Key Takeaways
- Urenco USA announced plans to boost capacity at America’s sole commercial uranium enrichment plant by approximately 50%
- The New Mexico facility will add 2.1M SWU capacity through a multibillion-dollar investment beginning in 2032
- Nuclear stocks rallied sharply, with Ur-Energy climbing 22.8% and Uranium Energy gaining 13.6%
- Russian uranium import restrictions enacted in 2024 become fully effective by 2028
- Federal regulators cleared Three Mile Island for restart operations, with a 2027 launch target to supply Microsoft
Nuclear and uranium equities experienced substantial gains Tuesday following Urenco USA’s announcement of a significant expansion at the nation’s sole commercial uranium enrichment operation.
The European consortium revealed plans to increase annual enrichment capacity by 2.1 million separative work units at its Eunice, New Mexico location. This enhancement would elevate total facility capacity from 4.3 million SWU to 6.4 million SWU.

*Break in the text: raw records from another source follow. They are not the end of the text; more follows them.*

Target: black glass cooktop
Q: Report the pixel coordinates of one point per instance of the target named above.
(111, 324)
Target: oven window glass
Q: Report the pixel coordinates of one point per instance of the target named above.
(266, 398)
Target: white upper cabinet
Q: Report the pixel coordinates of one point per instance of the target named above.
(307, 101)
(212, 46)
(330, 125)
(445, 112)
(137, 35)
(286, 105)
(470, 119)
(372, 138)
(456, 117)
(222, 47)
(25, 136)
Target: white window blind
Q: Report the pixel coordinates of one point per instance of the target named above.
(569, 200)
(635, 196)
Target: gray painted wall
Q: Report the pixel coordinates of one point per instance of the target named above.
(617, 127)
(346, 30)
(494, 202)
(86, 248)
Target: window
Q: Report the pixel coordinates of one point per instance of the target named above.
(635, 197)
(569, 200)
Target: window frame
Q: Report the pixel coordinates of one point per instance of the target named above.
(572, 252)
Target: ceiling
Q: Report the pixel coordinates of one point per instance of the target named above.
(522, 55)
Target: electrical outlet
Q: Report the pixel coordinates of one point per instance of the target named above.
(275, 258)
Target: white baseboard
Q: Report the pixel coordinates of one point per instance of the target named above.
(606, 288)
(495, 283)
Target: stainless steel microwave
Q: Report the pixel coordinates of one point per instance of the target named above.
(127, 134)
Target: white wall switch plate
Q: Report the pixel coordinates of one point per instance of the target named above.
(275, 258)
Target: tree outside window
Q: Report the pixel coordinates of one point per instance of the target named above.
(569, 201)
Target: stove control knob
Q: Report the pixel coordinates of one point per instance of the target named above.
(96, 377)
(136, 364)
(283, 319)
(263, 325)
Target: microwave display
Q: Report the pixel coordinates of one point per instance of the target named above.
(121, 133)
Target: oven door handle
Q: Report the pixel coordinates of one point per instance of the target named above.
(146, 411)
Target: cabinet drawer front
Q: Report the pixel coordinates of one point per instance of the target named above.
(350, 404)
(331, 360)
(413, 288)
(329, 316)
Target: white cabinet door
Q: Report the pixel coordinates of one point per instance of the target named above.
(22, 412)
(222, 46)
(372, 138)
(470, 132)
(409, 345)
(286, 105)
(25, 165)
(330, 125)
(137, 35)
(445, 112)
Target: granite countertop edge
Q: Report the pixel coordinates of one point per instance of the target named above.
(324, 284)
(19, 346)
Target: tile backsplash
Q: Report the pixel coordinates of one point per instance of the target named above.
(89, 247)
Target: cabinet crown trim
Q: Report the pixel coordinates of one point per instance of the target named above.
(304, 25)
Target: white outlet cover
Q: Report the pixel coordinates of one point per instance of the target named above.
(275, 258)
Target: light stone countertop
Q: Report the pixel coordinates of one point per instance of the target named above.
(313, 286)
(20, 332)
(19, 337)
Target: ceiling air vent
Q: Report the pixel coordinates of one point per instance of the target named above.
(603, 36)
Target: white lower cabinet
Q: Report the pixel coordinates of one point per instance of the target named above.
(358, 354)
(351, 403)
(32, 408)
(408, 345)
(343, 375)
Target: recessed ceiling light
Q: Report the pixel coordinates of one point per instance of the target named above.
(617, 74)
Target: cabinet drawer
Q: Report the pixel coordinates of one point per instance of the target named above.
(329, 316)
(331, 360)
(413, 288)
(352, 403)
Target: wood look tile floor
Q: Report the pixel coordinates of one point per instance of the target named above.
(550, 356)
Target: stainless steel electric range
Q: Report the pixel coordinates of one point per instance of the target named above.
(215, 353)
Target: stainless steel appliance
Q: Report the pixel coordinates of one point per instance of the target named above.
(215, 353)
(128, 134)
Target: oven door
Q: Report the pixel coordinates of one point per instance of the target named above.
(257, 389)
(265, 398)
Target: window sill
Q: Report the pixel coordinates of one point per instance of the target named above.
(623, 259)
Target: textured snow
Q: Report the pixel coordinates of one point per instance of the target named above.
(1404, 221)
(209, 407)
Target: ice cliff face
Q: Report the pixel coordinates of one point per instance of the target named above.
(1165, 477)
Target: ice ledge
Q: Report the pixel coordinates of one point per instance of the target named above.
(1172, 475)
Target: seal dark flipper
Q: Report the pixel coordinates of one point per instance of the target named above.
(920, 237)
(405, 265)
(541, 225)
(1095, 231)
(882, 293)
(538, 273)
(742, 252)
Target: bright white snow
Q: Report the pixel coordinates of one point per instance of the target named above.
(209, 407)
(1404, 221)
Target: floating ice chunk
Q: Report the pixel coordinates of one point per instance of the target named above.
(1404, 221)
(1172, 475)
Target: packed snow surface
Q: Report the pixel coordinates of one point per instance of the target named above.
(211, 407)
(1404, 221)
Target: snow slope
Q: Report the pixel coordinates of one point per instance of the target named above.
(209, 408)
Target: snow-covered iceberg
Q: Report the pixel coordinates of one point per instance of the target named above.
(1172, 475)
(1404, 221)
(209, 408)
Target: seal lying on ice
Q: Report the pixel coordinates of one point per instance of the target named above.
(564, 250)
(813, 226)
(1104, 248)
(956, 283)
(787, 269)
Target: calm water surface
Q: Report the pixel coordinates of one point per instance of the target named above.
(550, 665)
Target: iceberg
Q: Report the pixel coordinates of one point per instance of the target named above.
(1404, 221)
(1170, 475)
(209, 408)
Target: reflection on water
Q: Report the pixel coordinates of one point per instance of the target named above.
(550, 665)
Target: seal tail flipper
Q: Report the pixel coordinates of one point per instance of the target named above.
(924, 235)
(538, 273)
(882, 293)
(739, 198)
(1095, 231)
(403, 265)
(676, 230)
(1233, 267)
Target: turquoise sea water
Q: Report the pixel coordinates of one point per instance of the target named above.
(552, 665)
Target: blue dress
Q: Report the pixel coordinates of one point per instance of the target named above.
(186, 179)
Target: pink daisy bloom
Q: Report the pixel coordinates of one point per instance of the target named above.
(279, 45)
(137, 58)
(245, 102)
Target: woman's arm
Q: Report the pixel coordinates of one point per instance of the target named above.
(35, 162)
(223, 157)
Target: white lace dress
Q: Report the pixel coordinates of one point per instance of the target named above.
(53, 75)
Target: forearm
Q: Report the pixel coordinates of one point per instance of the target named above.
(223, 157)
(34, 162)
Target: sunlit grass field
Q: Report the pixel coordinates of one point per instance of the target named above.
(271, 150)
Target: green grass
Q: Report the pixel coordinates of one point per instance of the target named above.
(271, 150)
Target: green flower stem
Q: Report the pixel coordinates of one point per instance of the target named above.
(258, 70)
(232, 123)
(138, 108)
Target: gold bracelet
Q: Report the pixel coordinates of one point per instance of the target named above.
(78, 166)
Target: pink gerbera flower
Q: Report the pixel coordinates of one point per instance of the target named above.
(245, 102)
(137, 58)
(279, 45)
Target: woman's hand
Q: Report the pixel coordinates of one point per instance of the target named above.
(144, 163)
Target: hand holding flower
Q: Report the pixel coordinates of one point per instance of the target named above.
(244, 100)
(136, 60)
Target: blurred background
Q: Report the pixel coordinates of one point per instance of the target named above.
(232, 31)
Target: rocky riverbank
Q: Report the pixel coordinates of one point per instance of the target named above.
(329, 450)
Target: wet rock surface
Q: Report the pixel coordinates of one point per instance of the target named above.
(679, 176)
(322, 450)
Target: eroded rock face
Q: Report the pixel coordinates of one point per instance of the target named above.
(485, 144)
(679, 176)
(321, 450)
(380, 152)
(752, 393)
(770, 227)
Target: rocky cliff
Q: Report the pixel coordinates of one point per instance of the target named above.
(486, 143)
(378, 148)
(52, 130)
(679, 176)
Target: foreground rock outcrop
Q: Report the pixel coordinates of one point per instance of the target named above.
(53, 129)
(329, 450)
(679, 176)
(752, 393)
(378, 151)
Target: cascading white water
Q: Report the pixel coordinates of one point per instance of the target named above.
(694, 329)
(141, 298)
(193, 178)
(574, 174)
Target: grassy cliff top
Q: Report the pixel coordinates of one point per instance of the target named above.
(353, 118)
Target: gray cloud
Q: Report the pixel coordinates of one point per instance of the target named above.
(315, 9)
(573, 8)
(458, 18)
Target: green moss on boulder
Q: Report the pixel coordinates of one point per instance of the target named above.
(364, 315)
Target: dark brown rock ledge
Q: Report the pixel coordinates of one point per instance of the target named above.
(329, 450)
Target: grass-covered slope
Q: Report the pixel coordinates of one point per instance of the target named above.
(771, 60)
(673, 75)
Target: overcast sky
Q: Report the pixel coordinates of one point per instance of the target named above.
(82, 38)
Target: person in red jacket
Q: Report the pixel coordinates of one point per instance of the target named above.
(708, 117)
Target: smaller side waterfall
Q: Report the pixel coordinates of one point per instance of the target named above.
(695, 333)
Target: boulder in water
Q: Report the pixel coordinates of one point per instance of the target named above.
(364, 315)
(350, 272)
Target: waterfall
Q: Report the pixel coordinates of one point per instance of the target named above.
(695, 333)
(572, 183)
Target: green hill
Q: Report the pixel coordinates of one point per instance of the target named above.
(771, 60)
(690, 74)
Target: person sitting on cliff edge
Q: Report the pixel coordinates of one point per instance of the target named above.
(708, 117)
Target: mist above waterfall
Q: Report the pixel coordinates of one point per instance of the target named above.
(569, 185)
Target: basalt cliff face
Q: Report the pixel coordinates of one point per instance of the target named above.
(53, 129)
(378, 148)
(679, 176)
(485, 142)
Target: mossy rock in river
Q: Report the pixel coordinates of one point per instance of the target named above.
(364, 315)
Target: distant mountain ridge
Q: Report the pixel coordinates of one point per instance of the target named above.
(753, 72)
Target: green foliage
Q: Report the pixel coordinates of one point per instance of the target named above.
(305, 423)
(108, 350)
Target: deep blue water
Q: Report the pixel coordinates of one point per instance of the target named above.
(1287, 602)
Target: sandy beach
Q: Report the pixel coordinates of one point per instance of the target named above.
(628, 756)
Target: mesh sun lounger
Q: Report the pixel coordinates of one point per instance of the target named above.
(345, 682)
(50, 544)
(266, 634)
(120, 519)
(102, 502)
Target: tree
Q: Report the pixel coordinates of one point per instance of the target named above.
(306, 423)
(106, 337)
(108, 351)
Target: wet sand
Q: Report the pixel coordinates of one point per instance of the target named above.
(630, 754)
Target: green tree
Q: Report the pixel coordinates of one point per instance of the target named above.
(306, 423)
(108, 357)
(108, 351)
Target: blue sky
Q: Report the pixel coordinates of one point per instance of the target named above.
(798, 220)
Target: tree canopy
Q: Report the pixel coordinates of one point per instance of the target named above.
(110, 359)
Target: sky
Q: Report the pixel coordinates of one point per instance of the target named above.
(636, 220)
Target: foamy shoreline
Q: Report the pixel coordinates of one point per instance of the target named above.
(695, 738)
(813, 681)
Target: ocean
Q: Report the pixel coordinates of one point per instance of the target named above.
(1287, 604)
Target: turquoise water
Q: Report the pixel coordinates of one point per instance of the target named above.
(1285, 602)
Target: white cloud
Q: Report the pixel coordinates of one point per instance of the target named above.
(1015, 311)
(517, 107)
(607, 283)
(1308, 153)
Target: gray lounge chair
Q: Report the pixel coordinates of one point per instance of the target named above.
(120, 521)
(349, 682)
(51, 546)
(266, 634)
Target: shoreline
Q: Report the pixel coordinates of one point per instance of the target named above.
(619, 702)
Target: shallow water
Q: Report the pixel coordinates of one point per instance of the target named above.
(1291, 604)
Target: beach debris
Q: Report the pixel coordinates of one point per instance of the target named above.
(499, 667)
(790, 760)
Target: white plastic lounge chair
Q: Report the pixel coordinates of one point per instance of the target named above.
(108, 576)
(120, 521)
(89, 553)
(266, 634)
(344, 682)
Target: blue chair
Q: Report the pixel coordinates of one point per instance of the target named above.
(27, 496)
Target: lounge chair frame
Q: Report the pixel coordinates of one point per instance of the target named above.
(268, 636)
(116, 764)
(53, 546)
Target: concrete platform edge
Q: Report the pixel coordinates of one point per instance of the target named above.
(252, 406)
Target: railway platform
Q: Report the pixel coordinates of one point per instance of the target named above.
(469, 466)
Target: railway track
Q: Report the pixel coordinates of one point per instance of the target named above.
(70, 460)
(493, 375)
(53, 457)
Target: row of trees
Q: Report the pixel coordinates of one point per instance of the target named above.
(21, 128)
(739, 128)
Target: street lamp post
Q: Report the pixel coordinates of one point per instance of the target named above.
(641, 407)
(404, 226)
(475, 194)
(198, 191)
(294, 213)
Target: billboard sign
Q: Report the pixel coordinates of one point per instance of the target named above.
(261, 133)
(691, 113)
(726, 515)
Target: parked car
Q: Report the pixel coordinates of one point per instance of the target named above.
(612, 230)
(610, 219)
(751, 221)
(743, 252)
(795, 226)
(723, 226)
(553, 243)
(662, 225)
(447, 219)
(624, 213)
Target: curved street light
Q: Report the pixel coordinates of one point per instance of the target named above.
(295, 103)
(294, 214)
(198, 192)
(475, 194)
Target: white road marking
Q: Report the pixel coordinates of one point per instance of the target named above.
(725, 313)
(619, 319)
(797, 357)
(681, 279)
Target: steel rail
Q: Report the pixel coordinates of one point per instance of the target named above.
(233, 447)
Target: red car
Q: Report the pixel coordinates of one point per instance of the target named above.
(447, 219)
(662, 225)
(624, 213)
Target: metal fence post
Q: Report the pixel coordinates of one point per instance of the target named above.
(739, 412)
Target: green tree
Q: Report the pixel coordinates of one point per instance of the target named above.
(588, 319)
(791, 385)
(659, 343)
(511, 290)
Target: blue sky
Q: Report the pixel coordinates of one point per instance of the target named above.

Urenco operates as a joint venture controlled by British, Dutch, and German stakeholders. The facility employs gas-centrifuge methodology to generate low-enriched uranium at enrichment levels up to 5%, the standard fuel for contemporary nuclear power plants.
Initial centrifuge cascade systems are projected to begin operations in 2032, with subsequent installations continuing through 2036.
Long-term supply agreements with domestic clients underpin the initiative. Urenco characterized the undertaking as a multibillion-dollar capital commitment.
Market Delivers Strong Response
Investors reacted swiftly to the development. Ur-Energy posted the strongest performance with a 22.8% advance. Uranium Energy jumped 13.6%, Energy Fuels increased 10.9%, and Oklo climbed 9.8%.
NexGen Energy advanced 9.1%, NuScale Power rose 8.2%, and Cameco gained 7%. Denison Mines matched that 7% increase. Centrus Energy moved up 5.3%, Lightbridge added 5%, and Nano Nuclear Energy contributed 2.9%.
The widespread sector momentum demonstrates uranium equities’ sensitivity to supply-related developments.
Russian Import Restrictions Heighten Domestic Focus
Market context proves significant. Russia historically provided approximately one-quarter of American uranium requirements. Federal legislation banned Russian enriched uranium imports in 2024.
Temporary exemptions remain available through 2028, after which complete restrictions take effect. This approaching deadline intensifies utility companies’ and investors’ interest in domestic production alternatives.
Urenco’s capacity addition directly addresses this emerging supply shortfall. The New Mexico operation stands as the country’s exclusive commercial enrichment facility currently in production.
Three Mile Island Receives Restart Authorization
Tuesday delivered additional positive developments for the nuclear sector. Federal energy authorities granted approval for Constellation Energy to transfer grid access rights, removing a critical obstacle to Three Mile Island’s reactivation.
Constellation targets 2027 for operational restart. The Pennsylvania facility will provide electricity to Microsoft data center operations upon resumption.
Federal authorities also recently authorized the transfer of weapons-grade plutonium stockpiles to five energy startups, including Oklo. These companies indicate such materials can accelerate reactor fuel supply as commercial deployment expands.
GE Vernova shares also appreciated Tuesday amid the broader nuclear industry rally.
The convergence of Urenco’s expansion announcement, Three Mile Island restart authorization, and intensifying domestic supply requirements stemming from Russian import prohibitions collectively propelled nuclear equities upward throughout the trading session.